The research and development initiatives of the Green Revolution brought to the world, and particularly to India, a new, hybrid variety of seeds with the aim of increasing yields and reducing the food deficit of the country. They also introduced a chemical intensive form of agriculture highly dependant on external inputs that many farmers in India could ill afford. ‘Two decades of subsidizing agriculture with chemicals has impoverished the farmer and degraded the natural resources and diversity of food without reaching the goal of feeding the hungry.’

                                                                                -- Hidden Harvests, GREEN Foundation

GREEN’s work has challenged the alleged benefits of this form of agriculture, raising urgent questions on the sustainability of these practices and their ability to ensure food security for the future. Close interactions with the community, has shown us the devastation caused through the widespread adoption of these practices. We have aimed to demonstrate through quantifiable results that a more viable form of agriculture, one which provides adequate food security for India’s small scale and marginal farmers, is possible.

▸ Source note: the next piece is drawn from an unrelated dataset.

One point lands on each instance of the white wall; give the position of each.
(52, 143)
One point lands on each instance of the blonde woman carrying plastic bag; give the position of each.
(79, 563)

Seeking legislative support

Lasting change can only be brought about through legislation that supports and protects the rights of individual farmers and strengthens their livelihoods. Such legislation must also aim to conserve the biodiversity and natural ecology that is essential to Indian agriculture. Yet over the years, Govt. policies have promoted the use of high yielding exotic seed varieties and the chemical inputs they require. Unfortunately, this has lead farmers to adopt unsustainable practices. 

Through dialogue with key stakeholders, including the Government, GREEN has been lobbying for policy changes that encourage small scale and marginal farmers to pursue sustainable agriculture. GREEN has worked along with farmers to bring their concerns to the forefront of political dialogue. We have also appealed to the Government to highlight the role of women in Indian agriculture through projects that address their needs. They are in many ways the backbone of the sector, and sustainability is not possible without their contributions, particularly in the case of biodiversity conservation.

There have been many positive changes since we first began our work in 1997. One of the most notable of these is that the Government of Karnataka is now encouraging the promotion of organic farming by identifying one village in each district for conversion into an organic village. This is part of the Government’s larger project to meet its organic agriculture mission, which has a budgetary allocation of approximately Rs. 200 crores. GREEN’s pioneering work in biodiversity conservation through Community Seed Banks (CSB) has played a role in influencing the Govt. to fund the establishment of CSBs throughout Karnataka. Our efforts have also found mention in the Karnataka State Policy on Organic Farming.

Such progress owes as much to the perseverance of individual farmers themselves as to the collective efforts of a community of people within the non-profit sector. Strengthening the movement for sustainability, GREEN initiated the formation of Janadhayna, a farmers’ society which empowers farming communities to work collectively to avail the benefits of sustainable agriculture. Janadhanya has proved to be a means through which the movement has rapidly progressed, allowing community members themselves to take the core philosophy of organic practices to those who need it most: their fellow farmers.

Raising awareness

Fostering public awareness at a grassroots level has been essential in propelling the movement forward. GREEN initiates programs such as seed fares and yatras, which have proved a useful means of disseminating our core philosophy. Seminars and workshops on Government policy are held regularly held to sensitize farmers on issues directly concerning them.

We have also sought to increase general public awareness through radio programs, articles and regular columns in leading native-language newspapers. We recognize and encourage efforts of individual farmers who steadfastly uphold sustainable agricultural practices. ‘Beeje Maate’ Award was instituted for those farmers who have made outstanding contributions to seed conservation. Read more about our farmers.

“We want to spread the message of organic agriculture far and wide. When people visit us, we always give them gifts of seeds so that they can carry the concept of organic farming into more and more areas.”

                                                - Puttaveera a farmer of Veeraiandoddi village in Karnataka.

Dissemination of our message through publications has also helped strengthen the movement. Through innovative methodologies such as participatory rural appraisals we have also aimed to preserve and document the vast indigenous knowledge of the state of Karnataka.